Re: [PATCH] printf: mark errptr() noinline

From: Petr Mladek

Date: Wed Apr 08 2026 - 03:21:37 EST


On Tue 2026-04-07 09:34:57, Tamir Duberstein wrote:
> On Tue, Apr 7, 2026 at 7:27 AM Petr Mladek <pmladek@xxxxxxxx> wrote:
> >
> > On Mon 2026-04-06 12:32:32, Steven Rostedt wrote:
> > > On Mon, 6 Apr 2026 11:21:39 -0400
> > > Tamir Duberstein <tamird@xxxxxxxxxx> wrote:
> > >
> > > > Thanks Steve. IMO that is a very big hammer and not warranted in this
> > > > case. There's been talk of encouraging distros to enable CONFIG_KUNIT
> > > > by default [0], which would probably interact poorly with the change
> > > > you propose.
> > > >
> > >
> > > Branch profiling is really just a niche that is enabled specifically for
> > > seeing all branches taken in the kernel.
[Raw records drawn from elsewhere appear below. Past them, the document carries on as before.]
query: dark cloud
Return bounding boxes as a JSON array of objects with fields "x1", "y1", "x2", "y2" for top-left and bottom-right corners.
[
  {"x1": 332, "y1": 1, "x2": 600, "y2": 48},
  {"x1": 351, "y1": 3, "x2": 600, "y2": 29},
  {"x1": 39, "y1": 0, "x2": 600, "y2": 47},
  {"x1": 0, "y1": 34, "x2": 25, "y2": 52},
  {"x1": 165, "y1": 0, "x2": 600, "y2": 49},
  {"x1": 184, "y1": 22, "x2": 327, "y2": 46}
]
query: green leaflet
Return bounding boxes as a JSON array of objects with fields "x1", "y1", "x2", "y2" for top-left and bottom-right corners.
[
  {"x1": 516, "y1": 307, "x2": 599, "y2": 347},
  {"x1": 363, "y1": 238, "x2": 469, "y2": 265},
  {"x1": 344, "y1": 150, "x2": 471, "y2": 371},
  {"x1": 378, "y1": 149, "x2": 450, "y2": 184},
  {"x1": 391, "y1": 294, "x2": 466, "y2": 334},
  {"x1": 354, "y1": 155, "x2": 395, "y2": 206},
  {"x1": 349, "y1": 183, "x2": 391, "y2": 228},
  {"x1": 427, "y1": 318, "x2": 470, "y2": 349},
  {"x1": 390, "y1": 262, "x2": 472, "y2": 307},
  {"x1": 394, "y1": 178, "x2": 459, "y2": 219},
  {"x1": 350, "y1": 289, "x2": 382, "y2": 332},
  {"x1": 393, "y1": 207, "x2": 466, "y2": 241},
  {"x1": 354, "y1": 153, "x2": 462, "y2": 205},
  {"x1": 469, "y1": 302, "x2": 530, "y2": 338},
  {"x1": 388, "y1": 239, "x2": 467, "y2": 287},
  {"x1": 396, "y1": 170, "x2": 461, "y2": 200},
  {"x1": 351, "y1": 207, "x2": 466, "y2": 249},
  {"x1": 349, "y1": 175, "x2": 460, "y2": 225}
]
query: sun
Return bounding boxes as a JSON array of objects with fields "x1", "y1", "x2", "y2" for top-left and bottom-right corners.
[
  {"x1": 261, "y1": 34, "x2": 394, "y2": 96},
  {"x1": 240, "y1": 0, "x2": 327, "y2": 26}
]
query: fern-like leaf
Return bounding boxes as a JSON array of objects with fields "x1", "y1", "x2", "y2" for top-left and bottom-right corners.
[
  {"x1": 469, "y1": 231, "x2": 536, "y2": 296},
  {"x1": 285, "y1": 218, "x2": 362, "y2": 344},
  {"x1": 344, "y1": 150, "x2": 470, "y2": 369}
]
It hooks to all "if" statements!
> > > As you can imagine, it causes a rather large overhead in performance.
> > >
> > > This option is only used by developers doing special analysis of their code
> > > (namely me ;-).
> > >
> > > The only real concern I would have is if the kunit test developers would
> > > want to use the branch profiling on their code, in which case my suggestion
> > > would prevent that.
> >
> > I wonder if it might be possible to disable the branch profiling just
> > for the printf_kunit.c as a compromise.
> >
> > Would "#undef if" in printf_kunit.c help?
> >
> > Or I see that DISABLE_BRANCH_PROFILING is an official
> > way to disable the feature.
> >
> > I wonder if the following change would solve the problem.
> > I am sorry, I could not test it easily.
>
> Yes, we can disable it for the whole file. I decided against that
> because narrow workarounds are better than broad ones IMO, but it is
> ultimately up to your preference.

I might be wrong but I think that nobody would want to
profile/optimize this kunit test. So, this looks like the best
solution because it is straightforward. The variant adding
"noinline" looks too hacky to me.

> FWIW I did test that this patch fixes the problem in GCC 8.5.0.

Thanks for testing.

Would you like to prepare a proper patch or should I do so?